|Christian Bale, Ni Ni, The Flowers of War, Row 1 Releasing, 2012.|
With all the shades of a forgotten technicolor tinderbox, The Flowers of War glides across the canvas in a diaphanous smear. Retelling the rape of Nanking, Zhang goes for the melodramatic jugular; his homage to Mizoguchi is resplendent, if discordant. At once a commentary on Hollywood films about "foreign" lands starring caucasian leads, and a treatise on his country's artistic and feudal past, the film is mostly stunning.
Christian Bale fills in for the Hestons and Lancasters of yesteryear, and delivers a stunning turn which slowly sinks in in its many intricacies. His drunken mortician, who shows up at a Catholic church amid the rubble of the Japanese invasion, finds retribution in protecting a ragtag group of schoolgirls and prostitutes. This slow building of motif, until the deliverance of the climax, works in favor of the themes which have fixated Zhang throughout his career; femininity and its recourse to masculine power, all-encompassing government (however shrouded), and ultimately, freedom through survival or death.

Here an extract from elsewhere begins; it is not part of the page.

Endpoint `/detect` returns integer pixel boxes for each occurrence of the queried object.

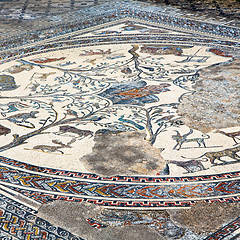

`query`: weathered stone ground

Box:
[178,59,240,132]
[80,132,166,176]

The narrative cascades in old-fashioned strokes reminiscent of John Ford; in fact, the master's penultimate picture, 7 Women, definitely came to mind. The epic feeling is counterbalanced by the intimacy of the acting; the entire ensemble is top-flight, headed by Bale and the luminous Ni Ni as the head of the courtesans. Xiaoding Zhao's camerawork is magic as always; his utilization of stained glass as the portal of their world is astonishingly original. Quigang Chen's music score is lush and romantic, definitely inspired by James Horner at his most tragically eloquent.
Even though it recalls memories of a superior film on the same subject (City of Life and Death), Zhang's picture suceeds at what the Chinese master does best: spin a cinematic web woven of yesterday and tomorrow.